To its credit, this site is subscriber-funded and refuses advertising, unlike rival sites like Medscape and eMedicine. But there’s no guarantee it’ll stay that way, especially if it is sold or goes public. And while the overall quality of information is quite good, the treatment guidelines tend to favor medications over modifying behavior and lifestyle, are not vetted by any government or other professional association, rely a lot on the personal views of the one or two authors of each recipe, and rarely include any cost-benefit analysis. Fundamentally, by neglecting treatment, doctors have outsourced it to private contractors who don’t answer to any authority. (This is why drug companies can launch misleading marketing campaigns without a unified voice arguing on the side of the data.)
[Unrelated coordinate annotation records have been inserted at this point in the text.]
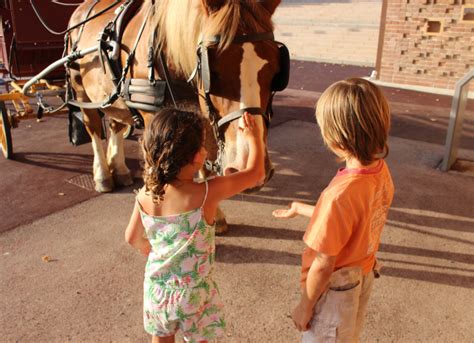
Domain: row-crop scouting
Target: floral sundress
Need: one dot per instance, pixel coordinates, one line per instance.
(179, 291)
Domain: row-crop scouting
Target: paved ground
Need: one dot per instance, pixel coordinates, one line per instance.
(330, 30)
(91, 289)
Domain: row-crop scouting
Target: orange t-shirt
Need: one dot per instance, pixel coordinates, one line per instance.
(349, 217)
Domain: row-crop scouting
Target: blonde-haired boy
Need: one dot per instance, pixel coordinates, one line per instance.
(344, 231)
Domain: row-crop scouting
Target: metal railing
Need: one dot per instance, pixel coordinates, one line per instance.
(456, 118)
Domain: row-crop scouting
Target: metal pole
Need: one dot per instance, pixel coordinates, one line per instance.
(456, 119)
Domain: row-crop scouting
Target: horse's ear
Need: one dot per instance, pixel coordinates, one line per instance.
(212, 5)
(270, 5)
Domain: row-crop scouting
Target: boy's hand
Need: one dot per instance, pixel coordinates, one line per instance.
(301, 317)
(286, 213)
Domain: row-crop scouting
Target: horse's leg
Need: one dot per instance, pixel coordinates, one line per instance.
(102, 176)
(115, 155)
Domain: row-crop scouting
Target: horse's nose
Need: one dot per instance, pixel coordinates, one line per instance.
(230, 171)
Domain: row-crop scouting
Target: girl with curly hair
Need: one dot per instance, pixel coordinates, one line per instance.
(173, 224)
Even if perfect treatment guidelines were to appear magically, it takes a lot of work to teach doctors to follow them. Consider ear infections in children, which are vastly overtreated with powerful antibiotics. In 2000, a group of Boston researchers created an ambitious three-year program (using sociological methods used by missionaries to score religious converts) to educate local pediatricians about proper ear-infection treatment. They explained how to talk to patients, control symptoms without antibiotics, and create educational handouts for patients. They taught doctors what they should have learned in medical school and, as reported in Pediatrics this year, substantially cut antibiotic use. The only sticking point is that it all took a big investment of time and money.
Treatment neglect has big consequences beyond ear infections. Medical errors may claim almost 100,000 lives each year, often from basic skills like poor handwriting on prescriptions. In her book, Overtreated, Shannon Brownlee explains how ignoring treatment has led to odd discrepancies in medical care; for example, some towns in Vermont had tenfold higher rates of pediatric tonsillectomy than others, despite having the same kinds of patients.
Refocusing doctors on actual treatment, instead of pointy-headed diagnostic puzzles, will take serious effort. In the meantime, patients should ask a simple question: “Can you describe the evidence for my treatment?” For better or worse, the answer will tell you a lot about the care you’re getting.